No dia 3 de fevereiro, em plena tensão entre Washington e Moscou, e quando as tropas russas já estavam na fronteira com a Ucrânia, Fernández visitou Vladimir Putin no Kremlin. Durante a reunião, o argentino disse que “estava determinado a fazer com que a Argentina deixe a dependência tão grande que tem dos Estados Unidos”. Na ocasião, ele ainda ofereceu a Argentina a Putin como “a porta de entrada da Rússia na América Latina”.

“O dano que Fernández fez à relação bilateral da Argentina com os Estados Unidos é enorme. Agora, enquanto fazia essa encenação se iria ou não à cúpula, dizendo que faria uma reunião paralela com os países excluídos, o governo argentino pressionou, ao mesmo tempo, por uma audiência com Biden”, recorda o ex-chanceler Jorge Faurie. “Nem Sigmund Freud poderia entender o posicionamento externo da Argentina”, critica.

Participação em troca de bilaterais

Nos últimos dias, os Estados Unidos tentaram convencer os presidentes das três maiores economias da região a participarem da reunião.

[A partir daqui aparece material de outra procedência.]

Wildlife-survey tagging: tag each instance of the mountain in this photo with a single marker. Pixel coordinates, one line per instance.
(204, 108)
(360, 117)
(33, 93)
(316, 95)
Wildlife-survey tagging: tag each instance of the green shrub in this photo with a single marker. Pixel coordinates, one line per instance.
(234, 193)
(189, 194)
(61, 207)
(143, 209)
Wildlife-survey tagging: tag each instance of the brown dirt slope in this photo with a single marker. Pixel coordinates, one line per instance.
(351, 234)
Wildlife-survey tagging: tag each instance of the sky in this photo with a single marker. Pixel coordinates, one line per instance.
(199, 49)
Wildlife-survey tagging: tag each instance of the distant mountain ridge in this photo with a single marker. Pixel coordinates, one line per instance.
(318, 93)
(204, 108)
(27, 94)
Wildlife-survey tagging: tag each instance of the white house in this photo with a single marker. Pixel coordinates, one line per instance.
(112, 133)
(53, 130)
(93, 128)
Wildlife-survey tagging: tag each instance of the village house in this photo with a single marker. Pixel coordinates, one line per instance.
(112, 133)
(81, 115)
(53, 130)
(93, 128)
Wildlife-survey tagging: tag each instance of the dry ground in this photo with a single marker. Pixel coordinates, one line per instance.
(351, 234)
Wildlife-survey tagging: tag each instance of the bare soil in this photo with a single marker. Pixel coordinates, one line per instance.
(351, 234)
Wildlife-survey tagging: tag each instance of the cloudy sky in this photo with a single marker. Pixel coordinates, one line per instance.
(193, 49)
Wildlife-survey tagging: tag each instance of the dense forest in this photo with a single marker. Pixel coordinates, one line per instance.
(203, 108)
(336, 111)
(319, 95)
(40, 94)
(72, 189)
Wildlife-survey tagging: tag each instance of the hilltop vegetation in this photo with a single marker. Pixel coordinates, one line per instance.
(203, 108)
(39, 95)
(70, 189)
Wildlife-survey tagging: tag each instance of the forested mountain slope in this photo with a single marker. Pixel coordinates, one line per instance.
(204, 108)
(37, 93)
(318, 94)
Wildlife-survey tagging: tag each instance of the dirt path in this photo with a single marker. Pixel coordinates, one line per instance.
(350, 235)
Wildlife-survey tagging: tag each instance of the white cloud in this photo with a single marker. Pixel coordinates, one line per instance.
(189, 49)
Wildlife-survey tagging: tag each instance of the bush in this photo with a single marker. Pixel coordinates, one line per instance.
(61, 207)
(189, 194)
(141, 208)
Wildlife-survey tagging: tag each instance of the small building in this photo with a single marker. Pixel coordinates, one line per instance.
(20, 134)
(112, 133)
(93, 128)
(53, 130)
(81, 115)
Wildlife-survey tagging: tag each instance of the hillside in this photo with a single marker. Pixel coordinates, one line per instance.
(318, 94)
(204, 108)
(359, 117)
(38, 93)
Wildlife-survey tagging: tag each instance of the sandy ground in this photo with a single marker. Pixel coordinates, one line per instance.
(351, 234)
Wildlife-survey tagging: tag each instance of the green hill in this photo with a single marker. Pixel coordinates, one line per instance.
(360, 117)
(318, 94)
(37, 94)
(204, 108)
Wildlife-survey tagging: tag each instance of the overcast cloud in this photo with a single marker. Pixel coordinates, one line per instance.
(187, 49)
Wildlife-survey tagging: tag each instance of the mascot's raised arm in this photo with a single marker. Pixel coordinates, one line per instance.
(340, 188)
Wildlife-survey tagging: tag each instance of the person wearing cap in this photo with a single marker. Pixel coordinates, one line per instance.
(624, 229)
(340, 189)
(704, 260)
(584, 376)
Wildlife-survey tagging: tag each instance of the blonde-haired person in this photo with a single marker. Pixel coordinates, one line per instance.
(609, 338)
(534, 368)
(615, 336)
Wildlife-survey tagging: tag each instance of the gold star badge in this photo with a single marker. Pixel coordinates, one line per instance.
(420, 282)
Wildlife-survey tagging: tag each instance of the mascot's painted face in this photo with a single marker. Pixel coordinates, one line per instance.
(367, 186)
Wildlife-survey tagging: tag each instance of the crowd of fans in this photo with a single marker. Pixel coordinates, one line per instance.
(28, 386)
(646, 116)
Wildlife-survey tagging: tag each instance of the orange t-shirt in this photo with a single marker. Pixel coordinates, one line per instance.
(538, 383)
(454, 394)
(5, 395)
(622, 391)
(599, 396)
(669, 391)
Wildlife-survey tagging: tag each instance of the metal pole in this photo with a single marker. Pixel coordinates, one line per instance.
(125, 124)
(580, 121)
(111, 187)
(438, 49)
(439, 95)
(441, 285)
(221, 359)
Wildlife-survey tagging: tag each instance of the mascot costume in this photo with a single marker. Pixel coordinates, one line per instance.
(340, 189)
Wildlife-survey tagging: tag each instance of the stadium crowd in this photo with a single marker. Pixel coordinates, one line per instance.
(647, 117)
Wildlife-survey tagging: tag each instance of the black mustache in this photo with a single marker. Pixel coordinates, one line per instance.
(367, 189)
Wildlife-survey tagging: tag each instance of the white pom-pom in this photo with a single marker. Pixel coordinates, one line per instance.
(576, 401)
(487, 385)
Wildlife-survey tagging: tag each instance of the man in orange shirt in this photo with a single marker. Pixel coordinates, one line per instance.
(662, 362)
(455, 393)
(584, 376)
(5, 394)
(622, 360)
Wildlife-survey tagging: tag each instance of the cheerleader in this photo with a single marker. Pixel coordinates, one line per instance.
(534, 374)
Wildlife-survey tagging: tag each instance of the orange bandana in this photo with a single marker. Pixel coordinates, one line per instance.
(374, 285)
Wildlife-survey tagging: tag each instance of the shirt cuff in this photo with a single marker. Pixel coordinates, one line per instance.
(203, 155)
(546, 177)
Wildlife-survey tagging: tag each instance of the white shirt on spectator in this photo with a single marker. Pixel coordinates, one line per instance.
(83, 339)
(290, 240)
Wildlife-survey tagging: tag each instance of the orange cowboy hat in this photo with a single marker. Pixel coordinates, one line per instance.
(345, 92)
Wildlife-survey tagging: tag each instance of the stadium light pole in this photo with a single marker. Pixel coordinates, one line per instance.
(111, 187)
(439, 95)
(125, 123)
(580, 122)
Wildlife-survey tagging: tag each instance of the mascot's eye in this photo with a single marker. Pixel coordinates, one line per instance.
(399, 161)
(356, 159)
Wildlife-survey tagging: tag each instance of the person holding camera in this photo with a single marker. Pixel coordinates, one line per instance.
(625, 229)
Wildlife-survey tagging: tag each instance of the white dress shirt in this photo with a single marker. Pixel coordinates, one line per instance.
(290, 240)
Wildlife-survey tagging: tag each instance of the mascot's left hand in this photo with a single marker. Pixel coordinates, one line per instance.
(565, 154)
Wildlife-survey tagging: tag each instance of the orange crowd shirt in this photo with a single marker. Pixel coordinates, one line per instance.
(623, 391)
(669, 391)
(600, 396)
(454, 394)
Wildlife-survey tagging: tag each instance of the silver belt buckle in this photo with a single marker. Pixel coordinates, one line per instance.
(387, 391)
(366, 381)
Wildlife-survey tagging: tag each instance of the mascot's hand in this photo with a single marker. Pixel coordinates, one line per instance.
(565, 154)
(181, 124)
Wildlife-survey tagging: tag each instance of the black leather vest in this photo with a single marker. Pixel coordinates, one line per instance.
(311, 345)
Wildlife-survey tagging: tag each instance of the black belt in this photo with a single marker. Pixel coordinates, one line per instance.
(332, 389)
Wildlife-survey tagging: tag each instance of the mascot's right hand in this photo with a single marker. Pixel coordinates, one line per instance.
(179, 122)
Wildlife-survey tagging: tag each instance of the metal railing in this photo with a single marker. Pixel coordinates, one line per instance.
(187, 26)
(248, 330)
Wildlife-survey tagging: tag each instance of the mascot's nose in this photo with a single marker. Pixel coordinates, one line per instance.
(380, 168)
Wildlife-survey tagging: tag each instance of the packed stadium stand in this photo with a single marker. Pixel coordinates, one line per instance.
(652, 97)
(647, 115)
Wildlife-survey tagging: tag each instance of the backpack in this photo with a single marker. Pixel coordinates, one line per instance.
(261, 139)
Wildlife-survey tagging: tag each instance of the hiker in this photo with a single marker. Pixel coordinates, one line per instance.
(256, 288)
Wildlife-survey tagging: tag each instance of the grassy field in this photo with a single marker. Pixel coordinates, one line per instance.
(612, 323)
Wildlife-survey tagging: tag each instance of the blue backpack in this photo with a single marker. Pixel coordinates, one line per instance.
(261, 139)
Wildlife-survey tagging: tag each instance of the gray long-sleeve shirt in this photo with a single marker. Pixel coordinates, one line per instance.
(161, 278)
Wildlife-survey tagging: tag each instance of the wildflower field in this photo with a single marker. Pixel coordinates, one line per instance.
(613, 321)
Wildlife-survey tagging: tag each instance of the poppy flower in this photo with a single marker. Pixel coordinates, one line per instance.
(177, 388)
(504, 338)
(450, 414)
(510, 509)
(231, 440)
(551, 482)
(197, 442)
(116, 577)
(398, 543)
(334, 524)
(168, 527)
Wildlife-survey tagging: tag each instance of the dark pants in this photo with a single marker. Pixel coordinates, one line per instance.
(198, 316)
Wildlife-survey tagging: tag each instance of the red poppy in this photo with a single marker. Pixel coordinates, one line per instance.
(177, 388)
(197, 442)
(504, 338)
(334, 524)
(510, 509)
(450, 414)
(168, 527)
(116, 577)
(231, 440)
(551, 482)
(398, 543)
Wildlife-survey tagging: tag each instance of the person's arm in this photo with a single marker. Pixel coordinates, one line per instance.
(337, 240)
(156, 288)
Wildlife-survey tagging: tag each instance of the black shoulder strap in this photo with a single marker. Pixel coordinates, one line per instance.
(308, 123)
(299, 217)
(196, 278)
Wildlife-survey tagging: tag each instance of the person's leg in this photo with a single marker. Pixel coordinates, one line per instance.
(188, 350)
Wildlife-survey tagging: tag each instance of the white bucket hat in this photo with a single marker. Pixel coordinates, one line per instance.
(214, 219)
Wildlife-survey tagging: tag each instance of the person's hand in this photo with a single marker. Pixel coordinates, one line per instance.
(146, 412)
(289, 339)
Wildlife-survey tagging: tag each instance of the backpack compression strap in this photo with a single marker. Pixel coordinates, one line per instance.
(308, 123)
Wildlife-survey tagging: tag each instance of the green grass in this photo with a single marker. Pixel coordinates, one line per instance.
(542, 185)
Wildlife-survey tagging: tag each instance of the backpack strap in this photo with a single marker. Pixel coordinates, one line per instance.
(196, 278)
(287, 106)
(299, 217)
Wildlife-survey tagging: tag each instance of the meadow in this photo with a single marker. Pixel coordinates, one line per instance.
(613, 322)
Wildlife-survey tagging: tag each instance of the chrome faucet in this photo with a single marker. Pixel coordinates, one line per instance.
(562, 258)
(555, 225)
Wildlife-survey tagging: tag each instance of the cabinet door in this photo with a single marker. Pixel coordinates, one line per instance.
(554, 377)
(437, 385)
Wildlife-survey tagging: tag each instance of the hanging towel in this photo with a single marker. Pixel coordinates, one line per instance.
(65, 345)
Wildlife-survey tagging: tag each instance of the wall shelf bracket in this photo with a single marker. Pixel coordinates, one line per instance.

O esvaziamento da Cúpula das Américas seria um duro revés diplomático para a Casa Branca.

Na semana passada, Washington enviou o ex-senador democrata Christopher Dodd, assessor especial do governo Biden, aos principais países da região. O México manteve a postura de não participar, porque a sua Constituição impede que um presidente mexicano exerça ingerência nos assuntos internos de outro. Em Los Angeles, o presidente López Obrador pretendia criticar os Estados Unidos.

Brasil e Argentina mudaram de posição. A moeda de troca foi uma reunião bilateral com Biden. Bolsonaro terá seu primeiro encontro com o presidente americano durante a cúpula, na próxima semana, enquanto Fernández obteve uma data em julho.

Perda de influência

Esta edição da Cúpula das Américas pretendia aproximar os Estados Unidos da América Latina, mas revelou um muro bem mais alto do que se imaginava. Nos últimos 20 anos, desde o ataque das Torres Gêmeas, em 2001, Washington teve outras prioridades, em outras regiões do mundo, cedendo espaço à Rússia e, sobretudo, à China.

“As prioridades dos Estados Unidos não passam pela América Latina. A sua maior preocupação agora é conter a presença desafiante da China na nossa região”, observa o ex-chanceler Jorge Faurie.

“A América Latina nunca foi central, mas perdeu importância relativa a partir do ataque às Torres Gêmeas. Toda a preocupação dos EUA passou a ser com o Oriente Médio e com o terrorismo. Depois, com a consolidação da China como potência. O vácuo que os Estados Unidos deixaram foi em parte pela China, em parte pela Rússia. Há uma perda de influência que se manifesta em múltiplas dimensões”, concorda o analista Sergio Berensztein.

Na avaliação do especialista, “a região, em geral, ficou marginalizada”. “Agora, como consequência da guerra na Ucrânia, há uma valorização com objetivos em torno do petróleo, que não deve ser entendida em termos ideológicos, mas sim pragmáticos”, conclui Berensztein.